When we think of vaccinations, we typically think of young children. But, vaccinations aren’t just for kids, adults need vaccines too.  

Every year in the United States, thousands of adults become seriously ill and are hospitalized because of diseases that vaccines can help prevent. In fact, influenza (flu) and pneumonia are a leading cause of death in older adults. Vaccines also protect your family, friends and others around you from becoming ill, as many vaccine-preventable infections can spread from person to person.

Some vaccines are recommended for adults at specific ages and are determined by various factors, including: age, lifestyle, health condition and which vaccines you have received during your life.

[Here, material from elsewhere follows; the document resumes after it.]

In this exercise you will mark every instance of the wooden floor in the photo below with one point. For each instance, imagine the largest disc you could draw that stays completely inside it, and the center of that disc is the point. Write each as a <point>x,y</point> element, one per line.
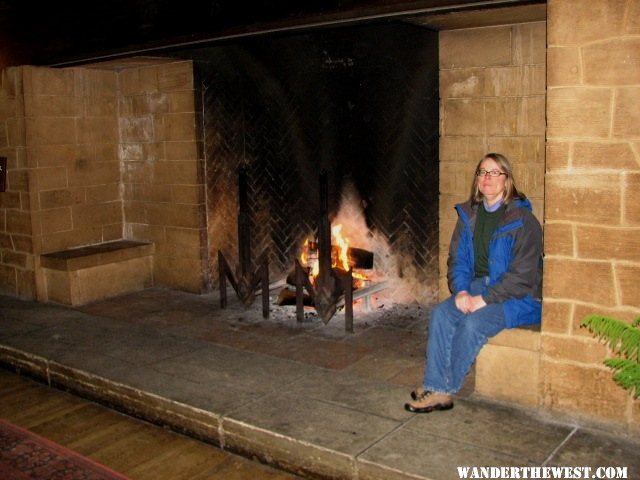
<point>131,447</point>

Some of the vaccines recommended for adults include the following:

Influenza (flu) - The flu is usually mild in younger people, but it can be life-threatening in older adults. Because there are different strains of the virus, the US Centers for Disease Control and Prevention (CDC) recommends a yearly flu vaccine for everyone 6 months and older.

Tetanus, Diphtheria and Pertussis -  Every adult should get the Tdap vaccine once if they did not receive it as an adolescent to protect against pertussis (whooping cough), and then a Td (tetanus, diphtheria) booster shot every 10 years. 

Shingles – The Shingles vaccine protects against shingles and the complications from the disease. It is recommended for healthy adults 50 years and older.

Pneumococcal - Most people associate pneumococcal disease with the lung disease pneumonia, but it can also cause meningitis (inflammation of the meninges that protects the spinal cord and brain), and infections of the blood, middle ear and sinuses.

It is recommended that people 65 years and older get the pneumococcal vaccine, and adults younger than 65 years who have certain chronic health conditions.

Getting vaccinated is one of the safest ways to protect your health. You can get most vaccines at your healthcare provider’s office, pharmacies, community health clinics and health department. It is also very important to talk with your primary care physician about the different vaccines and which ones are best for you.